Edit (for the records): After 'disabling' all GPIO but the RTC wakeup pin, the system (RP2040+DS3231 RTC+ I2S Mems microphone) consumes only 1.8 mA. I guess I`m now close to the clamed dormant power consumption!

A good candidate for low power hibernation and processing power is the Teensy 4.1 from PJRC, which is an ARM Cortex M7. standard clock is 600 MHz and there is provision for 16 MB PSRAM. It hibernates at 0.1 ma. What is more important than the specs, there is a very active (the best IMHO) community Search | Teensy Forum with direct connection to the developer (Paul Stoffregen). For a simple recorder consumption is 50% higher than RP2040 (Teensy running at 24 MHz and RP2040 running at 48 MHz, but RP2040 is M0+ and not a M7). 

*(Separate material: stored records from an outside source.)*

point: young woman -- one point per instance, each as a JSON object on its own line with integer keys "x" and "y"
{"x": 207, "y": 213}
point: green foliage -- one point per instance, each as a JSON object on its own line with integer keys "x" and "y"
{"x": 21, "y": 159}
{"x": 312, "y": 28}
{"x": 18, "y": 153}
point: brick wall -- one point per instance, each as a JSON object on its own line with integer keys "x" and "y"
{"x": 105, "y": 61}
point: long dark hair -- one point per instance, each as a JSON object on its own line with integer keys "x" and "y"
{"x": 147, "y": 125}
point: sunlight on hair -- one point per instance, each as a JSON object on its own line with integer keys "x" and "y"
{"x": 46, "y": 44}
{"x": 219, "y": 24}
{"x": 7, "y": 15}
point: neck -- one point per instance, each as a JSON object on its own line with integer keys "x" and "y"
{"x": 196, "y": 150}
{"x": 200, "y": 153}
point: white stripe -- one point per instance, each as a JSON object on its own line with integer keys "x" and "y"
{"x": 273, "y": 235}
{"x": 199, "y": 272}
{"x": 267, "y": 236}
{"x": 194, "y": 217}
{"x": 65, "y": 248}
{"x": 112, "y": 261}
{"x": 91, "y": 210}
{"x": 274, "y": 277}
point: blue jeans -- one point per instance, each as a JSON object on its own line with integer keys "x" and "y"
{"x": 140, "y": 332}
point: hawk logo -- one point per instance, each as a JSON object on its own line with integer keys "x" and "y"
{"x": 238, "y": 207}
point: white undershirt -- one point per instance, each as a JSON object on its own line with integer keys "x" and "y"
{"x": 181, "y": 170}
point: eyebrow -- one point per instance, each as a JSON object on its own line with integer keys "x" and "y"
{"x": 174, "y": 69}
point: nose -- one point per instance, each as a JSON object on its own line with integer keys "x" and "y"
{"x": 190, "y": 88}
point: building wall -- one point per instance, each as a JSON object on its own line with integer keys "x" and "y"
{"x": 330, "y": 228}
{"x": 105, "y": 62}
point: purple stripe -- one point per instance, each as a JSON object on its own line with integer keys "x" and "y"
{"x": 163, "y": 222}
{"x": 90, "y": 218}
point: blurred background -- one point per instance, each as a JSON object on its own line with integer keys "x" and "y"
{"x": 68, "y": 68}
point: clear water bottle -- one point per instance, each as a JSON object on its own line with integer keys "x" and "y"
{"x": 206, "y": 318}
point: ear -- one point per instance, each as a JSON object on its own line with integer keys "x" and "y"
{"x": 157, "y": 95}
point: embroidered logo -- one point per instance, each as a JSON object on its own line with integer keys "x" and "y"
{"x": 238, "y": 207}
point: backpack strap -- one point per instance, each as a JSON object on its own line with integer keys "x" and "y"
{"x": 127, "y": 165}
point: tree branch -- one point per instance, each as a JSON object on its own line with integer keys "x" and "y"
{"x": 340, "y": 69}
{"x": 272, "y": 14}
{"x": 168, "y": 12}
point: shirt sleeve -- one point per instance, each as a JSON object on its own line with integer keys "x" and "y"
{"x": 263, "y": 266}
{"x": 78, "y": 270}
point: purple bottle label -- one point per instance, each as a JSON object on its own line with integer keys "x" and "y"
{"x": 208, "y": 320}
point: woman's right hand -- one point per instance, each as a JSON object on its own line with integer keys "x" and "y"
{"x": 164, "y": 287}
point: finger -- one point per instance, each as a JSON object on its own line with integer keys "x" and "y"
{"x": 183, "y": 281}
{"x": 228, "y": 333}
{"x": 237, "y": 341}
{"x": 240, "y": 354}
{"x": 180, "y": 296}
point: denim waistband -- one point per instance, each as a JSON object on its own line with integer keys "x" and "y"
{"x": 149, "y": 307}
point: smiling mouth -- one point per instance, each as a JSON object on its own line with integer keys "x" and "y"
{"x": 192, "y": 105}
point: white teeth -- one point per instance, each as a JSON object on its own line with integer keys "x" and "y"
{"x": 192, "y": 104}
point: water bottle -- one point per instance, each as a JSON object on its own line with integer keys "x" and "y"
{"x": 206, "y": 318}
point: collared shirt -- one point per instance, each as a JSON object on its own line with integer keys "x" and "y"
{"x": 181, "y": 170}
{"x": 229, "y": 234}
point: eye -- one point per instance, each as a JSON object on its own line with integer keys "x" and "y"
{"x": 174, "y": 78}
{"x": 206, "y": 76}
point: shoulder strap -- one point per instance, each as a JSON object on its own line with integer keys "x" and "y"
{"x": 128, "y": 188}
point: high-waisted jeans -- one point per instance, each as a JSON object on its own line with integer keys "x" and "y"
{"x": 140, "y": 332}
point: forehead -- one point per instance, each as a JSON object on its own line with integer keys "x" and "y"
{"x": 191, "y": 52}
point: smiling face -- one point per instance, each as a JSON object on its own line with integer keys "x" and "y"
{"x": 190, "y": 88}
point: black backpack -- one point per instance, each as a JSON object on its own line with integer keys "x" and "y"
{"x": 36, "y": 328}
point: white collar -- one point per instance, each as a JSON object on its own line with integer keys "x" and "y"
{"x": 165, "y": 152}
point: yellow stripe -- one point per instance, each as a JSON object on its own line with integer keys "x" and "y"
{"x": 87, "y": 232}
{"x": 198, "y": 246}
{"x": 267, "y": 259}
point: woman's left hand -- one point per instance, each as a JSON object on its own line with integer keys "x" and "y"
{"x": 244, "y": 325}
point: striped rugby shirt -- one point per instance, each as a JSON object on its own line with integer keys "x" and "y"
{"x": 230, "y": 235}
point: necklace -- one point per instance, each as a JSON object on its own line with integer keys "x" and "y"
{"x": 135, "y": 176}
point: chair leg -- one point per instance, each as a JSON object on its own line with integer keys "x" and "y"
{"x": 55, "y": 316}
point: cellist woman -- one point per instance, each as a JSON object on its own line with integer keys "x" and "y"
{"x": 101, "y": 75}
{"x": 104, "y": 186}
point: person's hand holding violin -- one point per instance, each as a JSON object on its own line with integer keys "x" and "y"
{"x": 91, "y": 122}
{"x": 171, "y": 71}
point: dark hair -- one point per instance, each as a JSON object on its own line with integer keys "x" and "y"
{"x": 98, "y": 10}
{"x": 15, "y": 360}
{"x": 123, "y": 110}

Thanks! The Teensys are nice for processing power if choosing an external Lora board I’d say that’s a good choice. I started with teensies, there was a well supported code base and certainly well priced.

My preference is to one with onboard Lora. I’ve used one one onboard murata Lora before. It was good both for low power operation and it’s Lora operation.

For a transmitter the grasshopper if it’s still being made is quite good for small distances are being made because it has an onboard ceramic antennae. Which is good for about three houses away, although one was also received > 20 km away.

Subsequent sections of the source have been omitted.